En el libro de marras, Fray Luis presenta una columna a la izquerda con el texto latino según la Vulgata, mietras que a la derecha va el texto castellano que él tradujo del hebreo. A cada capítulo se le acompaña de una glosa donde da una interpretación poética y mística de los coloquios amorosos entre el esposo y la amada. Un lenguaje de tanta belleza y de tan sutiles conceptos que a este jubilata (habituado a la pobreza léxica actual: "joder", "colega", "qué passada, tío"... y otras) se le emocionan esos ojitos que ha de comerse la tierra.


¿Alguien puede imaginarse que, en pleno deliquio amoroso, la novia le diga al novio: oleum effusum nomen tuum: ideo adolescentulae dilexerunt te ? Osease: Es ungüento derramado tu nombre: por eso las docellas te amaron. O que el enamorado, prendado de la hermosura de su amada, le diga: Equitatui meo in curribus Pharaonis assimilavi te amica mea. Que es tal como así: A la yegua mía en el carro de Faraón te comparé amiga mía. Lo de llamar "yegua" a la amada, aunque sea apasionadamente, hoy en día suena a ofensa de género (que dicen); pero tampoco jamás le dirá el enamorado de hoy: Ecce tu pulchra es amica mea, ecce tu pulchra es, oculi tui columbarum. Lo que, según el fray: Ay¡ quán hermosa amiga mía, quán hermosa ¡ tus ojos (son) de paloma. Bello a que sí?
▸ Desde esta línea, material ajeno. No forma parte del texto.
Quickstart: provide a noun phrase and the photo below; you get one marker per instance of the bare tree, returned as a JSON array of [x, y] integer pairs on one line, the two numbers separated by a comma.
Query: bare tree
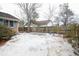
[[29, 10], [66, 14], [49, 13]]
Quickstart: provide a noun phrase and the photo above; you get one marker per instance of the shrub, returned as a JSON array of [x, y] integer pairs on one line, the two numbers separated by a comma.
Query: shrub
[[5, 32]]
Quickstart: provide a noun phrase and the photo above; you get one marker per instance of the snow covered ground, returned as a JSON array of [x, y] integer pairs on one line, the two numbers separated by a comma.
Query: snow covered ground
[[36, 44]]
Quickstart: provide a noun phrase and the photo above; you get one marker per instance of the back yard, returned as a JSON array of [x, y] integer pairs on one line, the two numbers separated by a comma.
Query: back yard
[[37, 44]]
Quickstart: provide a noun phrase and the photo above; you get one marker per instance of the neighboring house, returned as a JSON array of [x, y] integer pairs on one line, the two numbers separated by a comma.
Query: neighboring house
[[9, 20]]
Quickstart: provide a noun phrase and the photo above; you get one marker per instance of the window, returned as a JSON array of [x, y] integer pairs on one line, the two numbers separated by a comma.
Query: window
[[1, 21], [6, 22], [11, 24]]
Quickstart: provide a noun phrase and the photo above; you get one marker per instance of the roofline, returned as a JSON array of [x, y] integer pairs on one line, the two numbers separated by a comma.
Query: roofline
[[10, 19]]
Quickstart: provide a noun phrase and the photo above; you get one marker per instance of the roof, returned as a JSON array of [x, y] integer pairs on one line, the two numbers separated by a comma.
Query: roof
[[8, 16], [43, 22]]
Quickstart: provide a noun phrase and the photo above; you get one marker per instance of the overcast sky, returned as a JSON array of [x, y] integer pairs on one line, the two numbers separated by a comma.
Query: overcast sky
[[13, 9]]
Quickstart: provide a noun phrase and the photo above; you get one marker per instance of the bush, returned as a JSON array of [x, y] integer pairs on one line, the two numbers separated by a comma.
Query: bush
[[5, 32]]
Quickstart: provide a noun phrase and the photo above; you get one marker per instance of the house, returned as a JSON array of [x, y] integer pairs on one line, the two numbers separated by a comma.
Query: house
[[9, 20]]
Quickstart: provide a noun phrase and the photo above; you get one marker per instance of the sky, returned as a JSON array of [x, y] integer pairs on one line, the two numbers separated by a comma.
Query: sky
[[14, 10]]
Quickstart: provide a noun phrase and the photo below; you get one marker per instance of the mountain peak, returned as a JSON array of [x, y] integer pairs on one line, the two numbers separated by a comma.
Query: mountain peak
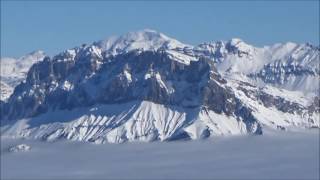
[[146, 39]]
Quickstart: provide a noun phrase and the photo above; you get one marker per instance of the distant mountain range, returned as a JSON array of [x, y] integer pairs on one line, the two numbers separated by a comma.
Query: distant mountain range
[[146, 86]]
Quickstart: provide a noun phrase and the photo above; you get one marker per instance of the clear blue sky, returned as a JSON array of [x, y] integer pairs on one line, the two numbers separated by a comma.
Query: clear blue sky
[[56, 25]]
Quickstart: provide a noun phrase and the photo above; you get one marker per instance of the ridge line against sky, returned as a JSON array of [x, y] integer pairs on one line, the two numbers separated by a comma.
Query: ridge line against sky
[[55, 26]]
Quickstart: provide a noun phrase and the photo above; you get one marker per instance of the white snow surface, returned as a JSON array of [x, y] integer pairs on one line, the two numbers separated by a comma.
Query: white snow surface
[[276, 155], [14, 71]]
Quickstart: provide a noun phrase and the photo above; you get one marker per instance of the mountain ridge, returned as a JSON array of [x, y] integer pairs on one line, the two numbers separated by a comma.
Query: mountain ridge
[[202, 91]]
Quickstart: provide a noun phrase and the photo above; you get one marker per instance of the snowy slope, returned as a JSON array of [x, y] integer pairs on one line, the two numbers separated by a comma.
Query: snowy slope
[[13, 71], [145, 86], [291, 66]]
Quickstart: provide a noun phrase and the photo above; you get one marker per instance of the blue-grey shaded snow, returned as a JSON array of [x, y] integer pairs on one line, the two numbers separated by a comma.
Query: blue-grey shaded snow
[[275, 155]]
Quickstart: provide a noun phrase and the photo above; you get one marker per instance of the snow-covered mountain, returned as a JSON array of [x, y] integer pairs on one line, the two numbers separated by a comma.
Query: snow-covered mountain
[[13, 71], [290, 66], [145, 86]]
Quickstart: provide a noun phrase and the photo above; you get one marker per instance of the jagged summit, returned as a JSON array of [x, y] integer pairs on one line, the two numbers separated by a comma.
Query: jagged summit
[[145, 40], [146, 86]]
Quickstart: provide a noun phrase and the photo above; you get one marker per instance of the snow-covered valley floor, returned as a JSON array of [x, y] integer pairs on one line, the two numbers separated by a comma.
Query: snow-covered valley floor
[[275, 155]]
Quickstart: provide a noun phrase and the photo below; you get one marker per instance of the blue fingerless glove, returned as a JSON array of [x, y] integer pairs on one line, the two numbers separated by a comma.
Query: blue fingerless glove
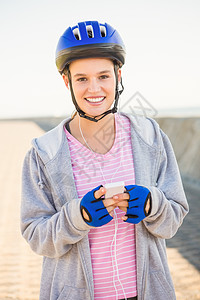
[[95, 209], [139, 196]]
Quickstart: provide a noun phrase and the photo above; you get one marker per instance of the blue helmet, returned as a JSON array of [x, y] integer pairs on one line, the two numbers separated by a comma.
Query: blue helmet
[[89, 39]]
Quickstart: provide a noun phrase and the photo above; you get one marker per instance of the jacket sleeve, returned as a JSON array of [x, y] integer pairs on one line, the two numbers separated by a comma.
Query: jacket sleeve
[[169, 203], [49, 232]]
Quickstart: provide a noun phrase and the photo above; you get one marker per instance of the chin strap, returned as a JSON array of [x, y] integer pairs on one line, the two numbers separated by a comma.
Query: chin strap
[[113, 110]]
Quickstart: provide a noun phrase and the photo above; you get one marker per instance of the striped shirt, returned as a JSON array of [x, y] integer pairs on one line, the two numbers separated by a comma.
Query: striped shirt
[[112, 246]]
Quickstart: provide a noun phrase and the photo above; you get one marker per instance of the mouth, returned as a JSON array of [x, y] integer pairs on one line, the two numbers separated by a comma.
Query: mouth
[[95, 100]]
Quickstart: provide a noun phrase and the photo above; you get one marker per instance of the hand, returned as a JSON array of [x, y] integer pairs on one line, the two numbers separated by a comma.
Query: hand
[[139, 203], [126, 203], [95, 209]]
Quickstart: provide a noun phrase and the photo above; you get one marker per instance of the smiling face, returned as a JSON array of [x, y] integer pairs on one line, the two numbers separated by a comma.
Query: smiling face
[[93, 83]]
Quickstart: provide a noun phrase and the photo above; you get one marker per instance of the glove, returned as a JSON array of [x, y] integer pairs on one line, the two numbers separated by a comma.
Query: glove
[[95, 209], [139, 196]]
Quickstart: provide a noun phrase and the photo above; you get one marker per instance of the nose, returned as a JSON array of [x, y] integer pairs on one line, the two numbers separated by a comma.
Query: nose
[[94, 86]]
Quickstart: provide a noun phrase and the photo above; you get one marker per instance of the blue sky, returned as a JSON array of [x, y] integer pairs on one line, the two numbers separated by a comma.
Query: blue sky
[[162, 39]]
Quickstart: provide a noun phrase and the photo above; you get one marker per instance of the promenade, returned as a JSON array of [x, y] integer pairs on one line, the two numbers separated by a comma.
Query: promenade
[[20, 268]]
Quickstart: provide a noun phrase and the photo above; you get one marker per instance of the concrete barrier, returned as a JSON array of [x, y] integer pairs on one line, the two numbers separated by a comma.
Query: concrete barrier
[[184, 134]]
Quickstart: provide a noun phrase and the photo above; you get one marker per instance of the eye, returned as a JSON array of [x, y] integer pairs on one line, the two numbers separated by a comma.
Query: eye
[[81, 79], [103, 77]]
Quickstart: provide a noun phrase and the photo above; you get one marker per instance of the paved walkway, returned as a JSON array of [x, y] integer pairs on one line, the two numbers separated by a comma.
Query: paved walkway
[[20, 268]]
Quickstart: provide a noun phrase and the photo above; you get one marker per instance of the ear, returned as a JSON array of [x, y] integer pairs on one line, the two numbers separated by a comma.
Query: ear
[[119, 73], [66, 80]]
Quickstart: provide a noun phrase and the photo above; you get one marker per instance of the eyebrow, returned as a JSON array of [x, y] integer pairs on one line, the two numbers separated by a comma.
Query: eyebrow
[[83, 74]]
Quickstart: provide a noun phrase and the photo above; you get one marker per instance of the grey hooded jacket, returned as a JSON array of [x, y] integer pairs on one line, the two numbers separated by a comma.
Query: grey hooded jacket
[[52, 224]]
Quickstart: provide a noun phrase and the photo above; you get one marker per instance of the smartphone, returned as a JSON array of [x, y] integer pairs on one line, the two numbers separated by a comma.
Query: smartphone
[[114, 188]]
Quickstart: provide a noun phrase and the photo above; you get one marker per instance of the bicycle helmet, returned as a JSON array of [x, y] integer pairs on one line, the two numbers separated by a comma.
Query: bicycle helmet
[[90, 39]]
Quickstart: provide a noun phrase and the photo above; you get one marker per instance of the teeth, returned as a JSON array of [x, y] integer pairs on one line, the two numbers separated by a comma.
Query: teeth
[[95, 99]]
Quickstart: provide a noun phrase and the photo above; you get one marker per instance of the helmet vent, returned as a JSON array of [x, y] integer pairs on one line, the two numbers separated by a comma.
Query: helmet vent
[[90, 31], [103, 30], [76, 33]]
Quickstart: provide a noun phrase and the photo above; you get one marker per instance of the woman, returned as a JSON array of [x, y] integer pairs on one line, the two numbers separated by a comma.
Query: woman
[[94, 246]]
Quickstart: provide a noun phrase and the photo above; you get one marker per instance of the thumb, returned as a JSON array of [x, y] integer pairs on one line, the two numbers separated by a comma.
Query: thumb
[[100, 192]]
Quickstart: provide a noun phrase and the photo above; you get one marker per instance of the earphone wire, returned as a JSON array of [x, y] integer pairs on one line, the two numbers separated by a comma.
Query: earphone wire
[[115, 266]]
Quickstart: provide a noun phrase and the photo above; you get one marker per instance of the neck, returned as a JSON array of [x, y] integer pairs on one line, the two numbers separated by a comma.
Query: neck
[[99, 135]]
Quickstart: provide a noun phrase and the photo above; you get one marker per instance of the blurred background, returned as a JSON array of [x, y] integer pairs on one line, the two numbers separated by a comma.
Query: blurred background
[[161, 79]]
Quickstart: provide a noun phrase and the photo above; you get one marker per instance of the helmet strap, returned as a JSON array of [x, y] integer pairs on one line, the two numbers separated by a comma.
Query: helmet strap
[[112, 110]]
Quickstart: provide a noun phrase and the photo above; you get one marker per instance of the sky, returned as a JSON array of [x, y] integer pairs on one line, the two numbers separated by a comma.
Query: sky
[[162, 41]]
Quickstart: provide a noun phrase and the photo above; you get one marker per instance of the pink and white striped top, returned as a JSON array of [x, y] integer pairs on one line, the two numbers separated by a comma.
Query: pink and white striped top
[[112, 246]]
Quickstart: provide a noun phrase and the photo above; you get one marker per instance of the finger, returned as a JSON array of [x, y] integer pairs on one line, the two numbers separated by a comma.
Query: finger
[[123, 203], [122, 196], [124, 218], [100, 192], [109, 202]]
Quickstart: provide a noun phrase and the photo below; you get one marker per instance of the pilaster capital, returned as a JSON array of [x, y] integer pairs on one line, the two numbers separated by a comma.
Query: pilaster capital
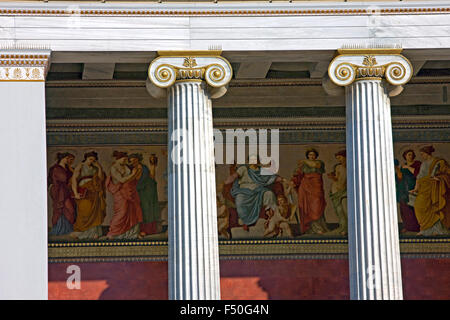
[[175, 66], [24, 64], [367, 64]]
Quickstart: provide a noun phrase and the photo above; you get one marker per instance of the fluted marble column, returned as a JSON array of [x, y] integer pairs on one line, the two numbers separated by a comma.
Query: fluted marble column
[[374, 254], [191, 79], [23, 183]]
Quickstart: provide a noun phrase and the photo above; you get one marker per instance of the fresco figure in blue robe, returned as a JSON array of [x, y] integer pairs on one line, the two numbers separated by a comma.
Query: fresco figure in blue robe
[[251, 191]]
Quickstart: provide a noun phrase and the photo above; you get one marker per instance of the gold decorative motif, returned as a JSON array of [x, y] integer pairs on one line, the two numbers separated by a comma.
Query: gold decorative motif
[[190, 62], [369, 61], [173, 66], [377, 63], [23, 67]]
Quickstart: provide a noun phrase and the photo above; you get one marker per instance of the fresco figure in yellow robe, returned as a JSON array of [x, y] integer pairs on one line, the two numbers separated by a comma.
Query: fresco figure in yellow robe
[[432, 204], [88, 187]]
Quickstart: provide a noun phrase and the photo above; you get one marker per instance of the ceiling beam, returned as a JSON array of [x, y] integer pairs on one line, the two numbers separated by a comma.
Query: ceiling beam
[[98, 71], [253, 70]]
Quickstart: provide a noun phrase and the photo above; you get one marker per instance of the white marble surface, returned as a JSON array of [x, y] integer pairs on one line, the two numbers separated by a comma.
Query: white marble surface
[[193, 237], [239, 32], [23, 191]]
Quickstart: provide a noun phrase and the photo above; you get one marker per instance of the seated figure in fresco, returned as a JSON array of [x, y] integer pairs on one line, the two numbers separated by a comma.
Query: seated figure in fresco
[[251, 191], [148, 193], [89, 193], [405, 180], [311, 199], [277, 224], [432, 205], [63, 205], [338, 192], [122, 183]]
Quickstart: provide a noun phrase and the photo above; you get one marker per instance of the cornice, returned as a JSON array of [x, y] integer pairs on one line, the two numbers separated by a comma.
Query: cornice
[[223, 11], [233, 83], [24, 64]]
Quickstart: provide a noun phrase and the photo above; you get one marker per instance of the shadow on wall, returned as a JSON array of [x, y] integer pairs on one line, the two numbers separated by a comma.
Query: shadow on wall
[[245, 279]]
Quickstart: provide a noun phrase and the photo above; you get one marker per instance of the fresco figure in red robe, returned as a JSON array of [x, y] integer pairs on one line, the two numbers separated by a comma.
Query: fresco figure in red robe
[[311, 197], [122, 183], [63, 205]]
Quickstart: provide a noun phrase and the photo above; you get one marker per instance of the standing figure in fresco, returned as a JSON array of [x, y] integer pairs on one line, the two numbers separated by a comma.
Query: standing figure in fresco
[[432, 205], [311, 199], [251, 191], [122, 183], [405, 179], [148, 193], [63, 206], [89, 192], [338, 192]]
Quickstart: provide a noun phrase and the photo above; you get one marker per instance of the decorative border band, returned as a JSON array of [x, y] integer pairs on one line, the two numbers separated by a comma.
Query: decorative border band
[[244, 249], [225, 12]]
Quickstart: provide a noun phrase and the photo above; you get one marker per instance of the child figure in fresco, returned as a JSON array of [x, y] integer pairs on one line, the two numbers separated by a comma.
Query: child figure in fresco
[[277, 225]]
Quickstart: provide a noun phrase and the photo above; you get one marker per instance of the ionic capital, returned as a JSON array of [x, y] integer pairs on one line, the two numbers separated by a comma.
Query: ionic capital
[[173, 66], [24, 65], [366, 64]]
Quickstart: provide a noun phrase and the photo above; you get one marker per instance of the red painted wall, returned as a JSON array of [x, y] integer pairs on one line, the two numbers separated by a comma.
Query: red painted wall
[[246, 279]]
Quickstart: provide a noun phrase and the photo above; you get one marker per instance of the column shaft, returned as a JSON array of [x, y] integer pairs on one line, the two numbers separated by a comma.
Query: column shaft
[[374, 253], [23, 191], [193, 243]]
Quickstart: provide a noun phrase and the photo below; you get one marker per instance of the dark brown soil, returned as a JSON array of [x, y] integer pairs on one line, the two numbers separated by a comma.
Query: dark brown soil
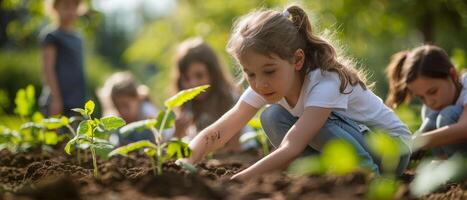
[[57, 176]]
Pero si es hermoso el propio cantar salomónico, leer los comentarios del texto que hace el frayle está al alcance solamente de improductivos y ociosos como este jubilata, que puede dedicar horas de lectura, saboreando con paladar de gourmet y minucia de taxidermista cada una de las frases en las que va explicitado el significado.


Como pequeño ejemplo, va éste. "Béseme de los besos de su boca". Ya dixe que todo este libro es una Egloga pastoril, en que dos enamorados Esposo y Esposa á manera de pastores se hablan y responden á veces. Pues entenderémos que en este primer capítulo comienza á hablar la Esposa que hemos de fingir que tenía á su amado ausente, y estaba de ello tan penada...


Francamente, no sé qué espera el improbable lector para hacerse con un ejemplar actual de la obra y zambullirse en ella. Pero sin prisas ¿eh?, con deleite, como regodeándose en el más sutil de los pecados de cultismo trasnochado. Peores cosas hacen los cabrones del G-8 y se las aguantamos.


Para terminar, lo del título de la entrada iba por esas míseras envidias entre eclesiásticos que llevaron a Fran Luis de León al calabozo, por el delito de escribir esta joya literaria en lengua vulgar, y por los tiempos revueltos que vivimos, que son un sobresalto tras otro y nos privan del reposo y del dulce placer de la lectura.


Por cierto, la dueña del libro ya se ha dado cuenta de que me lo llevé prestado (sin su consentimiento) y me lo ha reclamado, así que dispongo de pocos días para terminar su lectura.